Son olarak da biz, yani sokaktaki insan ne yapmalı?
İşte bu yazıda tüm bu sorulara yanıt aramaya çalışacağım.
Ekim 2010 Newyork.
Ocak 2011 Cenevre.
Temmuz 2011 Cenevre.
Ekim 2011 Newyork.
Yani 1 yılda tam 4 zirve.
Bu zirvelerin sonuç açıklamalarını alt alta koyun ve okuyun. Hepsinde özet olarak BM Genel Sekreteri her iki lidere de “iyi çalışmıyorsunuz, verimli olamıyorsunuz, gidin 2 ay, ya da 3 ay daha sıkı çalışın, üretken olun, şu şu şu konularda yeterli ilerlemeyi sağlayın ve şu zamanda şu yerde yeniden görüşelim” demektedir.
Açıkçası BM Genel Sekreteri Ban Ki Moon süreci kurtarmaya, sonu ertelemeye ve belki yeni yeni yöntemler denemeye çalışmaktadır.
Buna rağmen liderler Mart 2010 ile Ekim 2010 arasındaki verimsiz çalışmalara Ekim 2010 ile Ekim 2011 arasında da devam ettiler. Bu sürede hiçbir başlıkta somut hiçbir ilerleme sağlamadılar. Dahası Talat döneminde hemen hemen sona yaklaşılan “Yönetim ve Güç Paylaşımı” başlığı bile son zirvede hiçbir ilerleme sağlanamayan başlıklar arasına yazıldı.
Çünkü Eroğlu, Talat’ın karma oyu da içeren 4 Ocak 2010 öneri paketini geri çekerek, Hristofyas’a da önceden kabul ettiği dönüşümlü başkanlıktan vazgeçme fırsatı verdi.
Bu kimin başarısıdır?
Elbette çözüm istemeyen biri bunu kendi hanesine başarı olarak yazabilir. Ama çözüm güçleri için bu tam bir başarısızlıktır.

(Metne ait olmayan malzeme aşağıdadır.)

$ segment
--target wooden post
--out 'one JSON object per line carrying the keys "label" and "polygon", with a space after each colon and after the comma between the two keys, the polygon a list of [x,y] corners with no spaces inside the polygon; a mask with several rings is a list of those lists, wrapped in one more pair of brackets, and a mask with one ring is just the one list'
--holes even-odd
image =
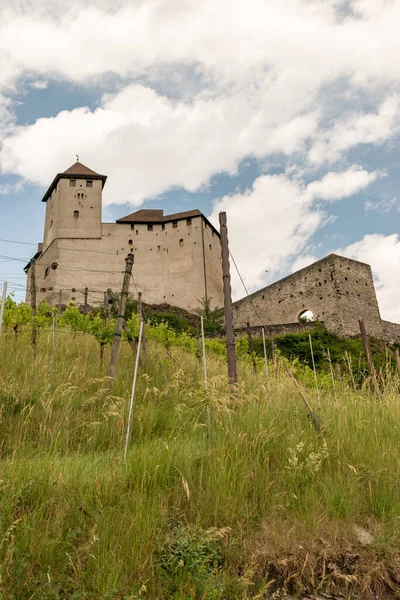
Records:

Dönüşümlü başkanlık ortak devletin en önemli göstergesidir. Bu hakkı ortaklardan yalnızca birine bırakarak nereye varılmaya çalışılıyor?
Öyleyse olacak olan bellidir. Çözüm karşıtları sürecin önünü açmak için çaba harcamak yerine “dönüşümlü başkanlık bizim için olmazsa olmazdır” diyerek böylesi çıkışlarla süreci tıkamaya çalışacaktır.
Zirveden sonra yapılan ortak açıklamada böylesi ipuçları da eksik değil. Örneğin ilk kez “Vatandaşlık” konusu da ayrı bir başlık olarak sayıldı. Bundan önce “Yönetim ve Güç Paylaşımı” başlığı altında görüşülen yurttaşlık konusu artık ayrı bir başlık oldu. Çünkü Ban açıklamasında “önemli konular olan yönetim, mal-mülk, toprak ve vatandaşlık konularında ise çok daha az ilerleme sağlandı” dedi.
Vatandaşlık neden ayrı bir başlık oldu?
Çünkü UBP hükümeti hiç durmadan vatandaş yazıyor. Bu durumda artık Annan planı referandumunda oy kullananan ve tartışmasız yeni kurulacak federal devletin de vatandaşları olma hakkını kazanan yurttaşlıklar da yeniden masaya gelecek ve tartışılacaktır.
İkincisi çözüm karşıtları yarın “ben vatandaşlarımı tartıştırmam” diyerek yeni bir tıkanma noktası yaratacaktır.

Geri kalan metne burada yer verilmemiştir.